CHORUS (singing) ...who was Pelops' son, and we are of the land
of Pelops and share with thee the blood of ancestors. What art thou
doing? wilt thou betray these suppliant symbols, and banish from thy
land these aged women without the boon they should obtain? Do not
so; e'en the wild beast finds a refuge in the rock, the slave in the
altars of the gods, and a state when tempest-tossed cowers to its
neighbour's shelter; for naught in this life of man is blest unto
its end.
Rise, hapless one, from the sacred floor of Persephone; rise, clasp
him by the knees and implore him, "O recover the bodies of our dead
sons, the children that I lost-ah, woe is me!-beneath the walls of
Cadmus' town." Ah me! ah me!
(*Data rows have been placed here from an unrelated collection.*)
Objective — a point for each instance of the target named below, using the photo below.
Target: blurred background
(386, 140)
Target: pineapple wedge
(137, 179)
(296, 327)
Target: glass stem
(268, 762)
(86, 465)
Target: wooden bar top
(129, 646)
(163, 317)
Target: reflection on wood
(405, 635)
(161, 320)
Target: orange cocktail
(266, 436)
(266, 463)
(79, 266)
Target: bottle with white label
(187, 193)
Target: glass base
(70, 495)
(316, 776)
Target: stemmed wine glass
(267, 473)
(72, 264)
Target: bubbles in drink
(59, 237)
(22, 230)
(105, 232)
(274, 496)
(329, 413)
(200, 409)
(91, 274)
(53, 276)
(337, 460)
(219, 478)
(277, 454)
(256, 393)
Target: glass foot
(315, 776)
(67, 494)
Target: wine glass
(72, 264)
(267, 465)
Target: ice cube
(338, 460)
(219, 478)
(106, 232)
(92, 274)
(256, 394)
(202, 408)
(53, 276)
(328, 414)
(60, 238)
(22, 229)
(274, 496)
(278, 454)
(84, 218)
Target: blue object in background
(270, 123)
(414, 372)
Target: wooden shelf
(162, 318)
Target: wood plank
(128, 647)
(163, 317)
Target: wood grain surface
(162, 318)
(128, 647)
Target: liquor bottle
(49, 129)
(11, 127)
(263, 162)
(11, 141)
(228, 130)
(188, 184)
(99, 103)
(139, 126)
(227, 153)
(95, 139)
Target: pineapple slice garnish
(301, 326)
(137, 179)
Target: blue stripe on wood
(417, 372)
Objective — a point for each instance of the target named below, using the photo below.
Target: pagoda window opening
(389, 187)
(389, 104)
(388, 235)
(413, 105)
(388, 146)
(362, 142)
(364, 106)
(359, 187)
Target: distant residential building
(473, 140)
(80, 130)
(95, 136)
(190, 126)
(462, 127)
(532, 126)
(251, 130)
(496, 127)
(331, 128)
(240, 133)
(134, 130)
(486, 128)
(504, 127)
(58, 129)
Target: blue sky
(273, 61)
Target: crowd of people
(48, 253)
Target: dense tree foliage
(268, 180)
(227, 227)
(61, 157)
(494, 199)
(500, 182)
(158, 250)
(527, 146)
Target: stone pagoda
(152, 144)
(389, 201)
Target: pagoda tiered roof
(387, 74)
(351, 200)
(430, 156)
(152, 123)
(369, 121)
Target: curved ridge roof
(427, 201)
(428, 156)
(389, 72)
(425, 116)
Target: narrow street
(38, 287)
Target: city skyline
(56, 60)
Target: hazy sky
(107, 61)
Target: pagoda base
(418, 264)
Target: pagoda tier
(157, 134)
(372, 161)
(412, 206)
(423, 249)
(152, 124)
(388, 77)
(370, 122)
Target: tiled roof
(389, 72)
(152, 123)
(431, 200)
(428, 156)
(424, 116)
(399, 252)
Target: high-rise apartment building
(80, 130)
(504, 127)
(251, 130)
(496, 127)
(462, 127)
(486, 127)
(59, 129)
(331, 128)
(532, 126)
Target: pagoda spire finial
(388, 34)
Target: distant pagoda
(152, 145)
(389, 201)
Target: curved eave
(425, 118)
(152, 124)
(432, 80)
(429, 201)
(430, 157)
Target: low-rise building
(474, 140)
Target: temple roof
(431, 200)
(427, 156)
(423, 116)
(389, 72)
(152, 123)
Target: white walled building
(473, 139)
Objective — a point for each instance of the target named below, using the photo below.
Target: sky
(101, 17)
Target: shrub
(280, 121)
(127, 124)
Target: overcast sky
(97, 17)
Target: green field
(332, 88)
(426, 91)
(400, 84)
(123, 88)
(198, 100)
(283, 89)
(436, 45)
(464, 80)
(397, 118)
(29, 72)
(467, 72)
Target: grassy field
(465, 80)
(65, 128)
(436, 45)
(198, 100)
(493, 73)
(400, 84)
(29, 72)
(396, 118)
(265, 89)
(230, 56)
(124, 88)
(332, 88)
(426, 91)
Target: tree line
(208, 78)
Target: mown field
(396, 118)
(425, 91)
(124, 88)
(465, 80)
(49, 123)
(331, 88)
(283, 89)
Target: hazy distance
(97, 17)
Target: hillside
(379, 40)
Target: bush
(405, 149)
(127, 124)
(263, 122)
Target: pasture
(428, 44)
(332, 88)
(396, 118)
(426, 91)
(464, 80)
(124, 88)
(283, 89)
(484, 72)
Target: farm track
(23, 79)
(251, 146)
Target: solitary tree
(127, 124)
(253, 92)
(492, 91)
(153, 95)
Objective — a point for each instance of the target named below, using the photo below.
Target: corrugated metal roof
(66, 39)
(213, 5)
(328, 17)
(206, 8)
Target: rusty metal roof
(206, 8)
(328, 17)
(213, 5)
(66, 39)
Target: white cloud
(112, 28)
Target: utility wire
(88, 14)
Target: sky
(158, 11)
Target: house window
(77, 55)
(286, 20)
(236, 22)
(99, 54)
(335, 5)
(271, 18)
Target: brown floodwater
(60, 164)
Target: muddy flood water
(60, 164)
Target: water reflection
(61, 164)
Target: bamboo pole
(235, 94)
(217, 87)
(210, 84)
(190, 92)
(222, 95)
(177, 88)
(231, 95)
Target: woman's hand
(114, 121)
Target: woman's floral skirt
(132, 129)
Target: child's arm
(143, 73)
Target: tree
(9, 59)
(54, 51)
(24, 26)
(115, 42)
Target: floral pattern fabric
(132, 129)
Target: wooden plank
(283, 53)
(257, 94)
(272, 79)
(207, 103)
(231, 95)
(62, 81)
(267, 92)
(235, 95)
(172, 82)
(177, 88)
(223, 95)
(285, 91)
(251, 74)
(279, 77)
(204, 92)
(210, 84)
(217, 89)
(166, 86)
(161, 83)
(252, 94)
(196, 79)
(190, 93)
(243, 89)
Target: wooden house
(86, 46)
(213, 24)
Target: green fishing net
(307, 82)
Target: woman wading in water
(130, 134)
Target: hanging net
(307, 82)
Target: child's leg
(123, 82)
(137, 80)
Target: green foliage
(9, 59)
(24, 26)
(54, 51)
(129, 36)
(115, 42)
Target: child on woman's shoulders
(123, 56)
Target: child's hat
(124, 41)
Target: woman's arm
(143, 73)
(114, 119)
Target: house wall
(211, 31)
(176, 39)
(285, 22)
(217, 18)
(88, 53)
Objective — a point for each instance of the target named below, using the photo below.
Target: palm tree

Take me by the hand, poor aged sufferer
that I am, support and guide and raise me up. By thy beard, kind friend,
glory of Hellas, I do beseech thee, as I clasp thy knees and hands
in my misery; O pity me as I entreat for my sons with my tale of wretched
woe, like some beggar; nor let my sons lie there unburied in the land
of Cadmus, glad prey for beasts, whilst thou art in thy prime, I implore
thee. See the teardrop tremble in my eye, as thus I throw me at thy
knees to win my children burial.
THESEUS Mother mine, why weepest thou, drawing o'er thine eyes thy
veil? Is it because thou didst hear their piteous lamentations? To
my own heart it goes. Raise thy silvered head, weep not where thou
sittest at the holy altar of Demeter.
AETHRA Ah woe!
THESEUS 'Tis not for thee their sorrows to lament.
AETHRA Ye hapless dames!
THESEUS Thou art not of their company.